Again, by forcing a critical awareness of the spectator, these two works destabilize the viewer’s positioning such that the works might open onto this other, wilder territory where the nature of spectatorship and experience with the internet are thrown into question. In “Real Violence,” we are offered the possibility that a virtual image or experience might very well be as emotionally real as anything else. In “Mechanics of Empathy,” we seem to be offered a similar potentiality, only to be ejected from experience and thrown across the room, back into our seats. The film layers the spectator’s strangely adjacent positioning over the black woman’s – making difficult any attempt to identify into the work. Side by side, the two works don’t illuminate as much about virtuality itself as they do a looming question about its ethics.

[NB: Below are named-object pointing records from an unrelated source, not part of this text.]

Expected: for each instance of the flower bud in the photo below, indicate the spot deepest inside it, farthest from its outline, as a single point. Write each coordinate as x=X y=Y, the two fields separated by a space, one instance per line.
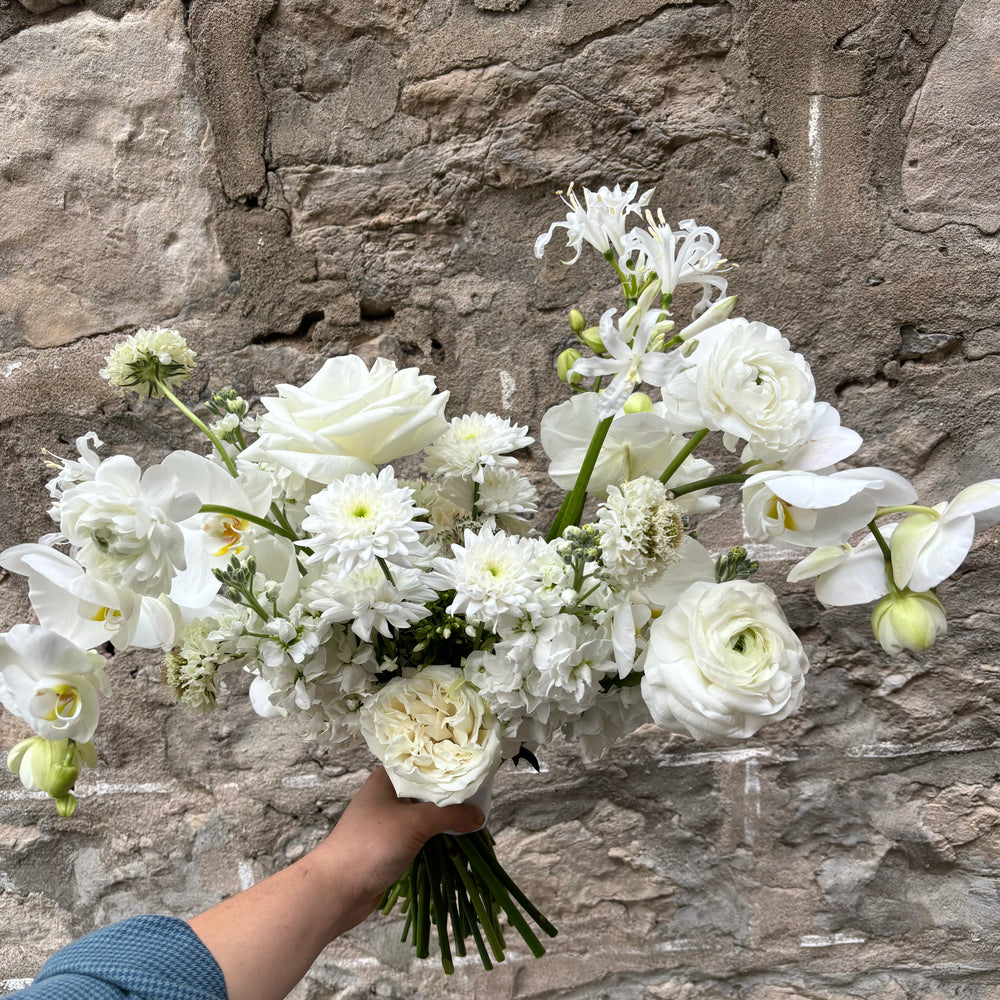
x=66 y=806
x=564 y=365
x=592 y=338
x=638 y=402
x=908 y=620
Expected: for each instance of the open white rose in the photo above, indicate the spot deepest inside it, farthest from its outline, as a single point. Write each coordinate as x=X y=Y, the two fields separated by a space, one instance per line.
x=347 y=419
x=723 y=662
x=434 y=734
x=50 y=683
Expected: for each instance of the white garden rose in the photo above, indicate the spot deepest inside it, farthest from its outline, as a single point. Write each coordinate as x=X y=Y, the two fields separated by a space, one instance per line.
x=723 y=662
x=743 y=379
x=50 y=683
x=434 y=734
x=347 y=419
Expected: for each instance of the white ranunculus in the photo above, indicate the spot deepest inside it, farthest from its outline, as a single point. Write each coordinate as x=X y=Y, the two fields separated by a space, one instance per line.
x=743 y=379
x=124 y=524
x=50 y=683
x=723 y=662
x=347 y=419
x=434 y=734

To quote Massumi again: “At its farthest stretch, as Felix Guattari reminds us, the ultimate significance of the virtual resides in ‘universes of value’ that are ‘incorporeal’ in nature (nonsensuously real). In this axiological dimension, as relating to universes of value, the theory of the virtual is directly ethical: it immediately pertains to courses of action that make a dynamic life difference …” [10]

If the virtual’s significance lies in its ethics, then 1) this is only increasingly and more urgently the case, as the virtual (nonsensuous) colonizes more and more of our world; and 2) Wolfson and Jafa are two – of probably numerous – artists and filmmakers who engage this ethical dimension. In fact, it is likely that it is possible to revisit much of contemporary art’s engagement of virtuality and tinker with its expectations and definitions. Such a refocusing would likely crack open the potential for contemporary art and politics to more adequately and with more dexterity navigate the relationship between the internet, our bodies, our fuzzy notions of the real and the virtual, and the full-bleed between seeing, reading, and experience that seems to rule our lives, at least in America.

Image credit: Courtesy of the artist, Sadie Coles HQ, London, photo Andrea Rossetti

Notes

[1]Quoted by the late Mark Fisher in a 2005 post on kpunk.org, http://k-punk.org/left-hyperstition-1-the-fictions-of-capital/.
[2]Brian Massumi, “Envisioning the Virtual,” in: Mark Grimshaw (ed.), The Oxford Handbook of Virtuality, Oxford 2014, p. 55.
[3]Ibid., p. 56.
[4]Jafa often makes note of this position. To quote a May 2017 conversation at the Museum of Contemporary Art Los Angeles with Saidiya Hartman: “I think that black being is inextricably bound up with horror.” See https://www.youtube.com/watch?v=YhX6Cb2MsDQ.
[5]Doreen St. Félix, “The Carnage and Chaos of Childish Gambino’s ‘This Is America,’” https://www.newyorker.com/culture/culture-desk/the-carnage-and-chaos-of-childish-gambinos-this-is-america.
[6]Luciana Parisi/Tiziana Terranova, “A Matter of Affect: Digital Images and the Cybernetic Re-Wiring of Vision,” in: Parallax , vol. 7, 4, 2001, p. 123.
[7]Julian Dibbell, “A Rape in Cyberspace,” in: The Village Voice , December 1993, amended version later published online at http://www.juliandibbell.com/articles/a-rape-in-cyberspace/.
[8]Paul Virilio, “The Vision Machine,” in: The Vision Machine, London: British Film Institute, 1994, p. 61.
[9]Ibid., p. 63.
[10]Massumi, “Envisioning the Virtual,” p. 67.